Prayer doesn’t have to be serious – our joy and playfulness are part of our God ordained and created existence! We can pray that, too!

Another collect example is from the poet Pádraig Ó Tuama and the Corrymeela Community in Northern Ireland. It’s a community focused on peace and reconciliation work, based in Christian practice. This is from Ó Tuama’s book, Daily Prayer (2017, Canterbury Press):

Day 26

Jesus, you shared peace
around a table of anxiety,
peace with the bread, peace with the wine,
peace in the face of the uncertain,
peace in the place of pain.
May we share tables of peace
in places of pain,
sharing food and friendship
and words and life.
Because you came to a fearful world
and found your place
around those tables.
Amen.

These collects are different one another, but both are expressions of our need for God, our relationship with God, our life with God.

Ó Tuama writes of prayer, “Prayer can be a rhythm that helps us make sense in times of senselessness, not offering solutions but speaking to and from the mystery of humanity.” (xi) Prayer is God’s way of connecting with us, just as much as it is our way of connecting with God. Which brings me to my invitation….

Think about how you live your prayers.

Prayer isn’t only thinking or saying words. While Allison and I invite the participants to pray at the end of youth formation with words, that’s only one way of engaging in that connection and conversation with God. A spiritual director once said she belonged to the Church of the Long Run, because she was closest to God out running. Some of my deepest prayer is when I move from thinking to experiencing – when I stop defining things and begin living them. I live out my prayers over shared meals, on the phone with friends, dancing, singing, being still and breathing deeply. As a mentor once reminded me as I angsted over how best to pray, “You are already praying.”

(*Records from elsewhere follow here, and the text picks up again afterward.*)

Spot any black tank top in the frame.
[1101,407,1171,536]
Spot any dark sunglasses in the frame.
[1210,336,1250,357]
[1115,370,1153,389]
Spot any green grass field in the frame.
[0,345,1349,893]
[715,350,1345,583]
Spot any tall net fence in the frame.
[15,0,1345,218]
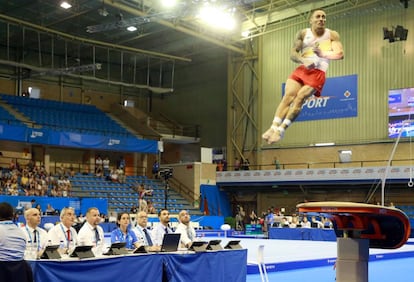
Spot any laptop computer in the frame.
[161,233,181,252]
[40,245,62,259]
[207,240,223,251]
[104,242,128,255]
[224,240,243,250]
[70,246,95,259]
[190,241,208,252]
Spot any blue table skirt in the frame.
[29,249,247,282]
[269,228,336,241]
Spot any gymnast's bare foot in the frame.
[262,125,283,145]
[266,129,284,145]
[262,126,275,142]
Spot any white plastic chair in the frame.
[220,223,231,238]
[257,245,269,282]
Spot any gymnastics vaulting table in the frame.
[269,227,336,241]
[29,249,247,282]
[297,202,411,282]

Praying doesn’t just occur in a church service, or when we sit down to make time for it, though such moments are important. It is good to carve out time to be intentionally present with God!  This invitation is simply to notice the ways you are already doing so, to notice some of those rhythms that already exist.

Just as the Holy Spirit is always moving in and around us, so are our prayers. So as you pray the prayers our tradition offers us, or perhaps come up with some of your own, notice the ways you are living your prayers, too.